All the recipes...

All the recipes...

The difference between following a recipe or improvising on a recipe.

Dare I say it... all the recipes are the same. OK, maybe not all of them, but about 90%. Does this come as a surprise? You don't believe me? Well, let's have a closer look...

Recipes... we love them and we hate them. You probably love recipes for the inspiration and guidance they provide. I do! But many of us hate them too - for impractical advice or frustratingly hard-to-find ingredients they often call for - indeed following a recipe can be really stressful and time consuming, from choosing it, to shopping for it, to making it 'correctly'. No wonder 3-ingredient recipes are trending!

But it doesn't have to be that way, because... most recipes out there follow the same handful of patterns. A soup is a soup, a stew is a stew, and a stir fry is a stir fry: if you look closely you'll realise they follow the same pattern or template regardless the ingredients. Learning to recognise these patterns holds the key to easily adapting any recipe to fit your exact needs and likes, as well as the contents of your fridge. 

Cooking by pattern rather than recipe simplifies the process and makes it easy to adapt and substitute to your needs and preferences. The result may not be exactly the same, but then no meal cooked twice will ever be exactly the same. Cooking happens in the moment with 'live' ingredients, and just as today is not the same as tomorrow (and neither is your mood, your time, your attention, your cravings...), one tomato is not the same as another.

Back to the patterns, here are some examples:

Let's take pesto, the herby green sauce (almost) everybody loves. Search for 'pesto recipe' and you'll be faced with an overwhelming number of possible recipes (over 66 million!). From classic Ligurian pesto to French pistou, there is green, red and purple pesto, pesto with pine kernels, almonds or hazelnuts, with all kind of cheese or none at all, and you can make pesto with basil, coriander, wild garlic, tomatoes... and even carrot tops. Yet all of these versions follow the same pattern: it is simply a paste made with herbs/greens/veggies blended with olive oil plus added flavourings, be that garlic, nuts, cheese etc. You can eat any of these 'pestos' with pasta, obviously, but you can also eat with anything else: on toast, drizzled on soup, mixed into a salad dressing, on a piece of fish or meat, in a baked potato... or whatever you fancy really. Purists will argue that all these versions cannot be possibly called 'pesto' - and they have a point - yet all these recipes out there identify themselves as pesto... because everyone knows what that is: a delicious paste of this that or the other.

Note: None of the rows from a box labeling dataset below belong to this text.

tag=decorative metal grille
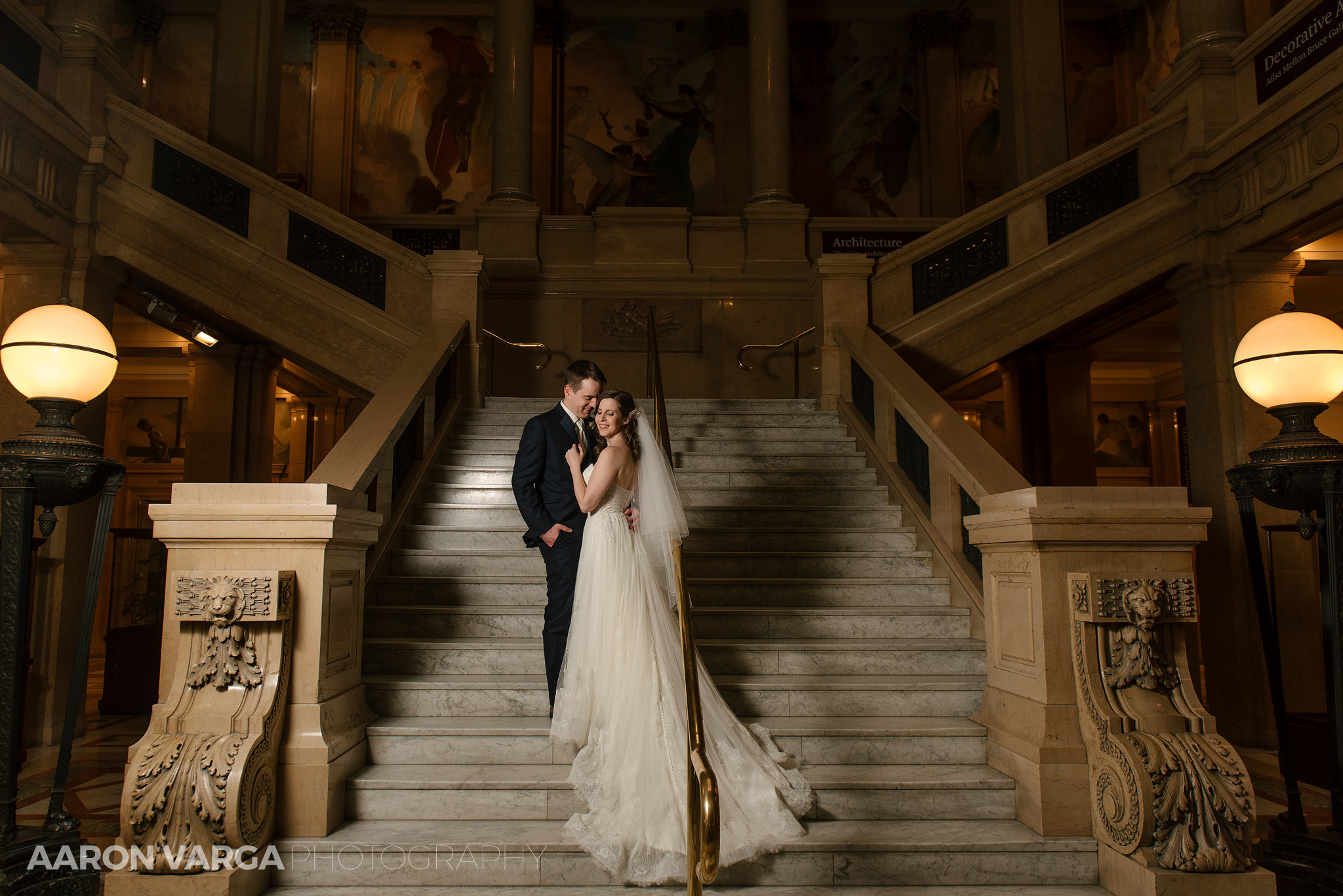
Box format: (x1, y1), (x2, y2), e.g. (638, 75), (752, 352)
(913, 218), (1007, 313)
(289, 211), (387, 309)
(896, 411), (932, 504)
(1045, 149), (1138, 243)
(849, 357), (877, 430)
(392, 227), (462, 255)
(151, 140), (251, 237)
(960, 488), (984, 579)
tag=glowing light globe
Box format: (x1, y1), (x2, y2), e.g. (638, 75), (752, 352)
(1234, 310), (1343, 407)
(0, 305), (117, 403)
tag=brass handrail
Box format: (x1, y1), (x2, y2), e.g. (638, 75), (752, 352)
(737, 326), (816, 398)
(647, 306), (719, 896)
(481, 326), (553, 371)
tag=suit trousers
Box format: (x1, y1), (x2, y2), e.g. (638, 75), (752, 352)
(541, 526), (583, 707)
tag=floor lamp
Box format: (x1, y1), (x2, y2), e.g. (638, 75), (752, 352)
(0, 298), (127, 896)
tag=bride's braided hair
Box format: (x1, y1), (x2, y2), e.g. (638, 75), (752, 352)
(596, 389), (642, 462)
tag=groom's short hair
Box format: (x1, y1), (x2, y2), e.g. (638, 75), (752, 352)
(564, 357), (606, 388)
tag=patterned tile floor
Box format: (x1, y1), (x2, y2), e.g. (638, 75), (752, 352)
(19, 661), (149, 846)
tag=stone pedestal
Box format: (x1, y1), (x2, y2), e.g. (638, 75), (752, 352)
(475, 200), (541, 277)
(209, 0), (285, 174)
(306, 4), (368, 214)
(994, 0), (1068, 192)
(964, 488), (1209, 834)
(1167, 252), (1302, 747)
(741, 201), (805, 277)
(149, 482), (382, 837)
(809, 255), (870, 414)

Or let's look at curries: They can be South Asian or East Asian or Caribbean, and they come in endless combinations of spices and ingredients, from aubergine to pork, and from to chickpeas to fish, and everything beyond and in between. Basically it's a richly aromatic sauce used as a base to cook other ingredients in. It's usually starts with softening an onion, then adding spices and a liquid, then adding the main ingredients, plus possibly extra flavourings or toppings. This is the pattern. Which spices and which ingredients is just a detail - and can be switched around as you please.

So next time you look at a recipe, do a quick G.T.T. - my method for deconstructing and simplifying recipes - any recipe! Look for the Gist, the Twist and the Turn to easily decode the recipe pattern and get improvising on it in no time.

  • The GIST is the overall pattern - what is similar to other meals/recipes you already know: is a soup, a stew, a curry or a sauce?
  • The TWIST is what makes the recipe unique - what is different or special about this recipe: the combination of ingredients or the method used.
  • The TURN is where you look for ways to turn the recipe on its head: what other uses or combinations can you think of, as related to your likes and needs (and your own food memories).

So why is this important? What difference does it make, following a recipe or improvising on a recipe?

Well, it's the difference between spending a lot of time just planning your meals (never mind the exacting shopping list), and getting frustrated and overwhelmed in the process, or having a rough idea (say, Friday is curry night) and then going with the flow when it comes to the actual cooking. Decide on a pattern (or template, if you like), then let your mood and your fridge contents decide on the result. It saves so much time and headspace, and it adds a touch of fun and lightness to your time in the kitchen. Sounds good?

Go on, give it a try! And let me know how you get on.